26-11-braveheart-my-encounter-with-terrorists-that-night

An excerpt from 26/11 BRAVEHEART: My Encounter with Terrorists That Night

And this is exactly what repetitions in our training had achieved. We knew how and when to fire at the target as a reflex action. But who would have known that danger would come towards me from a completely unexpected and different direction!

A tear gas came rolling inside the room. It was hurled by my own team. Since they assumed that I was killed, they thought of filling the room with the smoke and choking the terrorists. But I was there in the room too, and alive! Tear gases irritate the mucous membranes of the eyes, nose, mouth, and lungs, and cause tearing, coughing, burning and stinging sensations,   chest tightness, and difficulty breathing. Despite its name, tear gas is not a gas, but an aerosol. It is solid at room temperature and mixed with liquid or gas dispersal agents when used as a weapon designed to activate pain-sensing nerves. It was first used in World War I, both by France and Germany, and is frequently used by armies and police forces in controlling unruly crowds or untoward situations. This time, I was at the receiving end of the smoke coming from a ‘friendly’ tear gas. Injured and alone, I was now suffocating. Hardly able to breathe because of the lack of oxygen, I knew my time was over. A bullet injury had already drained a lot of my blood and a defective hand grenade had blown me apart psychologically. The tear gas was proving to be the last nail in my coffin.

I cannot let myself die here.
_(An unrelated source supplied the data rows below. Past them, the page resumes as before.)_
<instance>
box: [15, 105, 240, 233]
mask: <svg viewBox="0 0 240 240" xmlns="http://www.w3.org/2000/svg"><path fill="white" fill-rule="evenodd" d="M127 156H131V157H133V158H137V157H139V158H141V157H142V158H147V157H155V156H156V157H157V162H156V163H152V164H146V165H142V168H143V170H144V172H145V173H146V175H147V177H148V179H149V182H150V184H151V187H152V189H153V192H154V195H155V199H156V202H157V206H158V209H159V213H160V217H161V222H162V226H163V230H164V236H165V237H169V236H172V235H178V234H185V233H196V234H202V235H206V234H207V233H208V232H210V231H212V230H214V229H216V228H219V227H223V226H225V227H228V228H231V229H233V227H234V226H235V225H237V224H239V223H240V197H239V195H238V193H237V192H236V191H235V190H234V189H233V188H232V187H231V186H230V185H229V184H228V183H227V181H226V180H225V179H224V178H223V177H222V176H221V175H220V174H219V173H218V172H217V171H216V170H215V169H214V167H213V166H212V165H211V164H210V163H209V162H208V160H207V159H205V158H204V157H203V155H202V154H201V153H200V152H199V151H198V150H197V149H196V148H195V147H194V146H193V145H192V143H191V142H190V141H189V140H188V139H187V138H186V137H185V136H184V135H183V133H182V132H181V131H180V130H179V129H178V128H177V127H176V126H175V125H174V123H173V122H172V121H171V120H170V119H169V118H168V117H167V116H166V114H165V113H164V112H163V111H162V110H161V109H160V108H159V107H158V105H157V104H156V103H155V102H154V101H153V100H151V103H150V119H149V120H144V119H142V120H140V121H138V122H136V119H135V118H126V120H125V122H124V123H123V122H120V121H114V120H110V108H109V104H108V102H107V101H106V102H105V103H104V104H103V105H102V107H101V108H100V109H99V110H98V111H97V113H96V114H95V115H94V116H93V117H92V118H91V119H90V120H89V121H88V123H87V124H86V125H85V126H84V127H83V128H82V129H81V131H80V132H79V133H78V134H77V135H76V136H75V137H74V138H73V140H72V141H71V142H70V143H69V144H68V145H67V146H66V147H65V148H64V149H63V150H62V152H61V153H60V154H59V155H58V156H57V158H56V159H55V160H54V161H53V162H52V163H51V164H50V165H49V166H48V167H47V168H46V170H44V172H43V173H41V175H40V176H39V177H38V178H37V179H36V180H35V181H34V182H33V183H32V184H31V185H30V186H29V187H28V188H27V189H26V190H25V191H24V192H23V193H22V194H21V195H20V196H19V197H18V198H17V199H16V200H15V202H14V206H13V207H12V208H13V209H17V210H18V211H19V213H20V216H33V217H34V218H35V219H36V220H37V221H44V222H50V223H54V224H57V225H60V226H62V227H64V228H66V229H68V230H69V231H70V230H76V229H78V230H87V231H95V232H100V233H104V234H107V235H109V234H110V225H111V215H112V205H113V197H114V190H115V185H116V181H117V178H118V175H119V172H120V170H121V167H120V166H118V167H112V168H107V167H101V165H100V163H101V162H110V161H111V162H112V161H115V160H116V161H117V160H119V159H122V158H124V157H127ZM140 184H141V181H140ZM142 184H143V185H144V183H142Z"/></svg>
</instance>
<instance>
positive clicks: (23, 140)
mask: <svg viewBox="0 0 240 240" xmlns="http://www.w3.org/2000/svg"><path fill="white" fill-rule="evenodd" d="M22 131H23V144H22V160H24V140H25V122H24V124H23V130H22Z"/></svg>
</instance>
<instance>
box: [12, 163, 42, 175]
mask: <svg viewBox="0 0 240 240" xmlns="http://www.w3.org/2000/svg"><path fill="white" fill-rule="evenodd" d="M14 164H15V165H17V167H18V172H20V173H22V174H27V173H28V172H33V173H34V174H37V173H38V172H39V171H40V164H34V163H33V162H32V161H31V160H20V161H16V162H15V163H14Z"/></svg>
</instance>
I know I will be dead soon, but I am a commando. I will not sit and wait for my death. I will take it head-on. Marna to ab tay hain (My death is certain). So what was my next plan or as they say what was my Plan B? It was to get up, face the enemy, and fire again. I took out the magazine but soon realized that I had fired fifteen-sixteen shots and so the same number must still be remaining in the magazine I was using. I kept back the new magazine. Oh good, the mind was still active and alert.

With all the strength I could gather from my injured body, I got up. Placing my weapon on the hip rather than the shoulder, I exposed myself to the terrorists and started shooting. The plan was to keep shooting and if I was lucky, even get out of the room. They were waiting for precisely this moment. Volleys of burst shots were fired at me. The first bullet hit my magazine on the right side, tearing apart both my magazines. It didn’t stop there, but entered the bullet-proof jacket and stopped just one millimeter from my body. The second bullet ricocheted from somewhere and hit me near the heart.  The ricochet ensured that the intensity of this bullet was minimized. No further damage to the body. The third bullet tore open my collar and whizzed past my neck. The damage here was again minimal. But it was the fourth bullet that would change my life forever. It hit the corner of the plate  of the bullet-proof jacket, entered my chest, and exited from the other side. By the end of this bullet’s trajectory, I had broken ribs and a punctured lung. My respiratory system had become a whirlpool of blood and gunpowder. The chances of surviving this attack looked bleak.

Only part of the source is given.